Dans les premiers siècles de l’Église on a pu dire que « le sang des martyrs était une semence de chrétiens. » Dans la courte histoire des Oblats au Canada, on peut aussi affirmer que les missionnaires auprès des Amérindiens et des Inuit, en donnant leur vie dans des circonstances souvent dramatiques, ont favorisé un grand nombre de conversions.

L’année 1991 marquait le cent cinquantième anniversaire de l’arrivée des Oblats au Canada. Montréal les accueille le 2 décembre 1841 et, quinze ans plus tard, ils ont déjà atteint les plaines de l’Ouest, le fleuve Mackenzie et le cercle polaire. Rien ne les arrête : ils chevauchent le pur sang des prairies, affrontent les rapides dangereux, chassent le bison et le caribou, pèchent l’omble sous la glace, apprennent les dialectes des autochtones. Des centaines de pères et de frères oblats, venus d’abord de France puis du Québec, ont consacré leur vie, au prix de renoncements héroïques, pour faire connaître Jésus Christ. En 1864, le père Henri Grollier, parvenu à Good Hope, au cercle polaire, pouvait dire en mourant : « Je meurs content, ô Jésus, maintenant que j’ai vu votre étendard élevé jusqu’aux extrémités de la terre. »
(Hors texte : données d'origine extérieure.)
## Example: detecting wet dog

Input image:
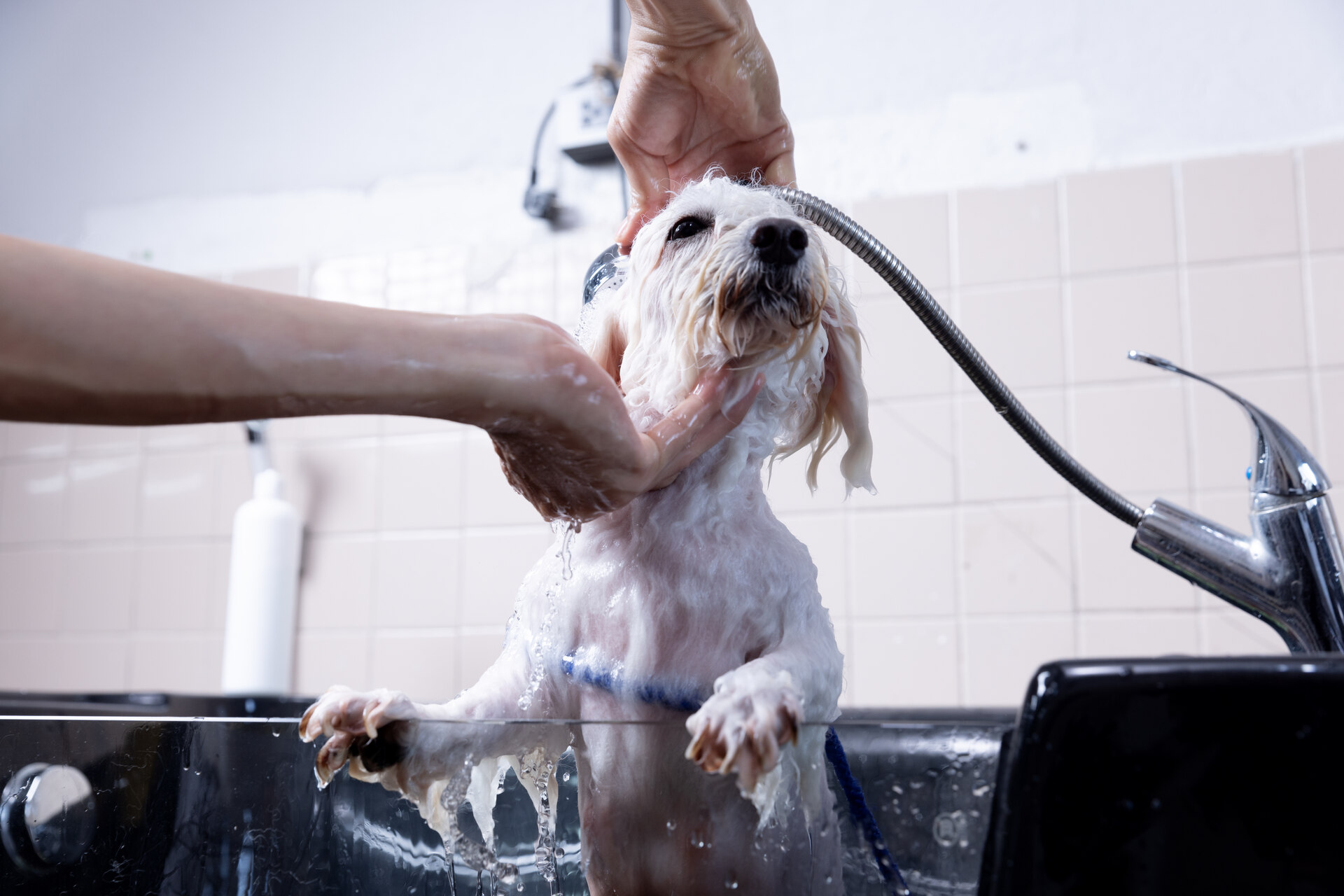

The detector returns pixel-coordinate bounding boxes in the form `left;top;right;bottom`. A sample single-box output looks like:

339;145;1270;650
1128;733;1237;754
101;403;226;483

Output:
302;177;872;893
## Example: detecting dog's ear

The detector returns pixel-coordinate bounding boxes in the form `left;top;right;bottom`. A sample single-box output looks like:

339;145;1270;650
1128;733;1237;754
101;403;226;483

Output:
808;284;876;494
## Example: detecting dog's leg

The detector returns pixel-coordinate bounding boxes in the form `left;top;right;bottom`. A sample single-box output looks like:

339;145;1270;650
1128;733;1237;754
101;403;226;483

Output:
300;648;563;802
685;626;843;794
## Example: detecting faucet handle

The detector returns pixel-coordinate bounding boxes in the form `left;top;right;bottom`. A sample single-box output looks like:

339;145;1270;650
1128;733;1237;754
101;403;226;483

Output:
1129;352;1331;497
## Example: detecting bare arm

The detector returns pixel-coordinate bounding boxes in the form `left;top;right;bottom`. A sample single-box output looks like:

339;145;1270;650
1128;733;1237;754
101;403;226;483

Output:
608;0;794;247
0;237;755;519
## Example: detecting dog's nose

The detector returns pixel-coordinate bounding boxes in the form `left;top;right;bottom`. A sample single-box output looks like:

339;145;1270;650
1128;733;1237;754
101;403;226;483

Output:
751;218;808;265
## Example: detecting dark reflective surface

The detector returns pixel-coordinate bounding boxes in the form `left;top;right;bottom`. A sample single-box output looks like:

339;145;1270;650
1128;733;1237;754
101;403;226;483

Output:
983;654;1344;896
0;697;1008;896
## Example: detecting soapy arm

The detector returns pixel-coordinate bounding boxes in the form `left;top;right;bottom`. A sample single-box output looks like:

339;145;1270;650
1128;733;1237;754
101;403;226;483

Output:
608;0;794;250
0;235;755;520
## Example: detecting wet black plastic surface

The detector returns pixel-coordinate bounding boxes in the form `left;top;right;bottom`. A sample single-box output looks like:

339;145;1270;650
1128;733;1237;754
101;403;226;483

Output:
983;655;1344;896
0;696;1011;896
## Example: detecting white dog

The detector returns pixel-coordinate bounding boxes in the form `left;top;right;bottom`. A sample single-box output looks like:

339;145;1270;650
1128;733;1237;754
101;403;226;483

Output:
302;177;872;893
Une victime parmi tant d’autres
De tous ces valeureux Oblats qui ont écrit « l’épopée blanche » du Grand-Nord, une bonne vingtaine ont été emportés accidentellement par l’onde sournoise. Le père Joseph Frapsauce est l’un de ceux-là. Il s’ajoute aux pères Paul Girardin, Joseph Brohan, Elphège Allard, Joseph Buliard, Henri-Paul Dionne, Honoré Pigeon, aux frères Emile Portelance, Alexandre Cadieux et plusieurs autres. Plus particulièrement l’apostolat auprès des Esquimaux ou Inuit a coûté tout d’abord la vie aux pères Guillaume Le Roux et Jean-Baptiste Rouvière. Tous les deux ont été sauvagement massacrés, en 1912, près de Coppermine. Le père Frapsauce, né en France le 5 juillet 1875 et arrivé sur les bords du Mackenzie en 1899, estima comme un honneur et une grâce de succéder à ces deux martyrs. Cinq ans après leur mort, il s’installe sur les rives du Grand lac de l’Ours. Il y vit en solitaire, obligé de subvenir lui-même à ses besoins essentiels par la chasse et la pêche.

 

Fin tragique
À la fin d’octobre 1920, le missionnaire attelle ses chiens pour se rendre à la baie Dease, poissonneuse entre toutes. Il espère que la glace du lac portera son attelage. Malheureusement, elle est encore trop mince. Elle cède soudainement, entraînant au fond de l’eau missionnaire, chiens, traîne et tout le bagage. Malgré d’intenses recherches, on ne retrouve pas le corps du disparu. L’année suivante, un nommé Joseph Trucho fait la tournée de ses pièges aux alentours de la baie Dease. Il remarque des renards en train de dévorer quelque chose. De toute apparence il s’agit d’un corps humain. Des morceaux d’étoffe noire pourraient bien être les restes de la soutane du père Frapsauce. Une autre année passe avant que ne se présente le père Fallaize. Intrigué par ce morceau de soutane il se rend au lieu indiqué par l’Amérindien. Il fouille la neige tassée par le vent et découvre effectivement le corps de son confrère affreusement déchiqueté. Quelle consolation tout de même pour lui que cette découverte du missionnaire bien-aimé ! Il l’inhuma aussi décemment que possible.

Mort qui porte du fruit
Trois vies données pour la conversion des Inuit. Elles ne furent pas inutiles. A peu près en même temps, mais à quelques milliers de kilomètres, sur les bords de la Baie d’Hudson, le père Turquetil avait la joie de baptiser les premiers convertis de Chesterfield Inlet, membres de quatre familles inuit. Le père Fallaize, de son côté, faisait lui aussi couler l’eau baptismale sur le front de trois adultes et deux enfants de ce peuple que l’on considérait jusque-là comme revêche à la foi catholique. Aujourd’hui, soixante-dix années plus tard, les missionnaires oblats continuent de porter la Bonne Nouvelle aux Inuit du Grand-Nord canadien. De l’Est à l’Ouest, de Pont Inlet à Aklavik, de Igloolik à Tuktoyaktuk, ils sont les dignes successeurs des Le Roux, Rouvière, Frapsauce, Fallaize et Turquetil. Ils croient, eux aussi, à cette parole de Jésus : « Il n’est pas de plus grand amour que de donner sa vie pour ses amis » (Jn 15, 13).